Wednesday, March 26, 2008
Sub-prime crisis, dollar depreciation, Credit crunch, US recession, Nosedive of Indian indices, Fed rate cut, rising oil prices….what’s the connection
Currently the financial market through out the world is going through turmoil. It started with the sub-prime crisis. The US banks and financial institutions gave loans to credit unworthy borrowers at high rates. Rising housing prices in the US prompted the borrowers to assume mortgages, thinking that they can refinance at more favorable term later. But the housing bubble which began in 2001 and peaked in 2005 started deflating in 2006. As a result, the sub-prime borrowers defaulted in paying back the loan.

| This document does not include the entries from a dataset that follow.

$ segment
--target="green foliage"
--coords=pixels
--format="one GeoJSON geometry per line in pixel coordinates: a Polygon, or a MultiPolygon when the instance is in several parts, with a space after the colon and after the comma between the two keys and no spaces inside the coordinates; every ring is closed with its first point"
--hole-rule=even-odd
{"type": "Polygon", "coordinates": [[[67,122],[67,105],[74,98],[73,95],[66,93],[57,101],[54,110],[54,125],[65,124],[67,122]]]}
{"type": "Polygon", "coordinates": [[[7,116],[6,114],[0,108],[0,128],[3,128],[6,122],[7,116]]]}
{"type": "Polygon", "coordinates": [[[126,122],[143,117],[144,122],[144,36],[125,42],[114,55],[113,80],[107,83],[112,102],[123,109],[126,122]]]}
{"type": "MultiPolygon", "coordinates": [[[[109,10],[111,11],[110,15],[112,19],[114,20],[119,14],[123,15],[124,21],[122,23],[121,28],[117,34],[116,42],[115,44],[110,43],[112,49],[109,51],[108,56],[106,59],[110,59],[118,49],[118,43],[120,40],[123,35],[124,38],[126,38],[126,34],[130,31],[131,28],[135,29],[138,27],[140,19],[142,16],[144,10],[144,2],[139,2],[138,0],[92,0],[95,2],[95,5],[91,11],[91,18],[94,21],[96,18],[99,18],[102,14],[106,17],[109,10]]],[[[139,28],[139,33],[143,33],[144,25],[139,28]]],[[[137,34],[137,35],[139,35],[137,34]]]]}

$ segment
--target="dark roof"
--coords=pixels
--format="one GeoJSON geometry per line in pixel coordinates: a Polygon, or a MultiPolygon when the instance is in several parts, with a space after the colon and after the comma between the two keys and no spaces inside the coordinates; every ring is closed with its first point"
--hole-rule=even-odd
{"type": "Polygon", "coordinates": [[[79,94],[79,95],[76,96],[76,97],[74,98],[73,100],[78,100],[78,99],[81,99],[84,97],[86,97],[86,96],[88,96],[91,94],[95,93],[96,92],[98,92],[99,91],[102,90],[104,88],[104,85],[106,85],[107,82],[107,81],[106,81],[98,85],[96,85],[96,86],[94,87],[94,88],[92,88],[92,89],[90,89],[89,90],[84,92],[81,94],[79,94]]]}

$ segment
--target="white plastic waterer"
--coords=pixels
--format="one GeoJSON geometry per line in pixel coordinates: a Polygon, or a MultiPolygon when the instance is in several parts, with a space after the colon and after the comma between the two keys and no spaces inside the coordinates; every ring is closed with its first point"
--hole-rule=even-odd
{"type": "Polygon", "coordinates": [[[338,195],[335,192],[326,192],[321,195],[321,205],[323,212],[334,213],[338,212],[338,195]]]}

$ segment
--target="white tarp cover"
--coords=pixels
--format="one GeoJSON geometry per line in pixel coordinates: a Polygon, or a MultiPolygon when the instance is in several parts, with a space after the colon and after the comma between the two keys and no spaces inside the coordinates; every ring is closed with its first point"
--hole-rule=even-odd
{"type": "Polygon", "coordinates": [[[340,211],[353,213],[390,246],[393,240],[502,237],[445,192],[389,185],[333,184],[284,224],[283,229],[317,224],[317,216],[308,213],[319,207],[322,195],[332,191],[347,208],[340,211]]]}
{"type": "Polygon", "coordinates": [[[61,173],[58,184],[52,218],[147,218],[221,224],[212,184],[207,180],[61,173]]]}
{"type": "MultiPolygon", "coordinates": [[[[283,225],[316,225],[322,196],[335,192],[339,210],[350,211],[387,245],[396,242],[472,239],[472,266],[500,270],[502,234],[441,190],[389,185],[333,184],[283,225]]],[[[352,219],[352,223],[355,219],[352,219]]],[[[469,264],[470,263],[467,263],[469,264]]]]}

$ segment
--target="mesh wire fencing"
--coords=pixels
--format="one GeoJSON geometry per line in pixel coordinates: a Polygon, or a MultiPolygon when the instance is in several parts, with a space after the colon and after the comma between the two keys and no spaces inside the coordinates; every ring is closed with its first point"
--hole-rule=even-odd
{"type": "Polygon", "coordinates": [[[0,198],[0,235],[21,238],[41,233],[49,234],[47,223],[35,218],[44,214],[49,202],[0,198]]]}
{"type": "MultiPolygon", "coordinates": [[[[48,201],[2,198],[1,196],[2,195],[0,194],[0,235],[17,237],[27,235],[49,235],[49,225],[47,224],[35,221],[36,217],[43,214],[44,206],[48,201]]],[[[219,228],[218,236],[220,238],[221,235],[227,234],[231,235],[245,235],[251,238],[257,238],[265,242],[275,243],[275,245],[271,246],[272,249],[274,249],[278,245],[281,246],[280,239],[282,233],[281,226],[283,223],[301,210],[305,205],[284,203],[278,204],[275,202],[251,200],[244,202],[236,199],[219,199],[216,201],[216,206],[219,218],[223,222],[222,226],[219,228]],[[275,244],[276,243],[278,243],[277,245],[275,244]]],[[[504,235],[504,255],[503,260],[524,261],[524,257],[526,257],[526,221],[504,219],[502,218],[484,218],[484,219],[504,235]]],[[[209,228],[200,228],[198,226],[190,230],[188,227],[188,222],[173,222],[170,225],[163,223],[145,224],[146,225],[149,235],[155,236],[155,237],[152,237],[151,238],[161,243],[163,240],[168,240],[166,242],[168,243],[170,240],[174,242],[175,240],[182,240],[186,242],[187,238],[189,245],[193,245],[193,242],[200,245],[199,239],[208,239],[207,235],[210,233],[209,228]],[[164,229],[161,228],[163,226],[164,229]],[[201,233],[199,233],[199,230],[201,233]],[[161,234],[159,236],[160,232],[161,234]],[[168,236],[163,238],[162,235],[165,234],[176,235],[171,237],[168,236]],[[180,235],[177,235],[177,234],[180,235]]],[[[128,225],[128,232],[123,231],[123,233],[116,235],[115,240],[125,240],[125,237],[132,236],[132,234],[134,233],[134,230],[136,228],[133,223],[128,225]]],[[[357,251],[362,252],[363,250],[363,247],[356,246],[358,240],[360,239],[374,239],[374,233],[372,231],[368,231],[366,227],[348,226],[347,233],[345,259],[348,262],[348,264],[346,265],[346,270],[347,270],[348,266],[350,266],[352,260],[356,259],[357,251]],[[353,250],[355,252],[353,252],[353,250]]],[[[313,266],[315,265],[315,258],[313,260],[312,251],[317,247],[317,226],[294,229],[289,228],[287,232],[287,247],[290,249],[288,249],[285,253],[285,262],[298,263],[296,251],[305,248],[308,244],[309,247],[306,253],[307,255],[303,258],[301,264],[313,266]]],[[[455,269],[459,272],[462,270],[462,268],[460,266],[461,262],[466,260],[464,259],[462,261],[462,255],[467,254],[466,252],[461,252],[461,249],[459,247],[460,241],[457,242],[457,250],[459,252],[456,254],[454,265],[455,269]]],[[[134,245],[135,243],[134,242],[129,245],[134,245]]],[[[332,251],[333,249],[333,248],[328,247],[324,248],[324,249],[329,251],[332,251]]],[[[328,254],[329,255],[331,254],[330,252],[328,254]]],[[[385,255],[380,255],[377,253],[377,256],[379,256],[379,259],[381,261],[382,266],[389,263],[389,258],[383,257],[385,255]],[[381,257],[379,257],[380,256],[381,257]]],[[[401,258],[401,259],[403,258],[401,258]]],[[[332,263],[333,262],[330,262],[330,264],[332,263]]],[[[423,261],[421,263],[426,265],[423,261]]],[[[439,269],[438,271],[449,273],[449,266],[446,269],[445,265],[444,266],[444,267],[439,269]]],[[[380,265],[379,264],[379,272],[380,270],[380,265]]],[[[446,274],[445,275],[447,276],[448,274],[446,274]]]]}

They were either unable (as the interest rate was high) or unwilling to pay resulting in foreclosure (taking over of the property by the lender). The bank and other financial institutions, i.e. the mortgage lenders securitized the mortgage payments and credit/default risk and passed it to third party investors via Mortgage Back Securities (MBS) and Collateralized Debt Obligation (CDO) to corporate, individual and institutional investors spread across the globe. As the value of the mortgage assets declined, these investors faced significant losses. Major Banks and financial institutions around the world have reported losses of U.S. $170 billion as of February 2008. Bear Stearns, the Wall Street invest bank is one of the prominent examples.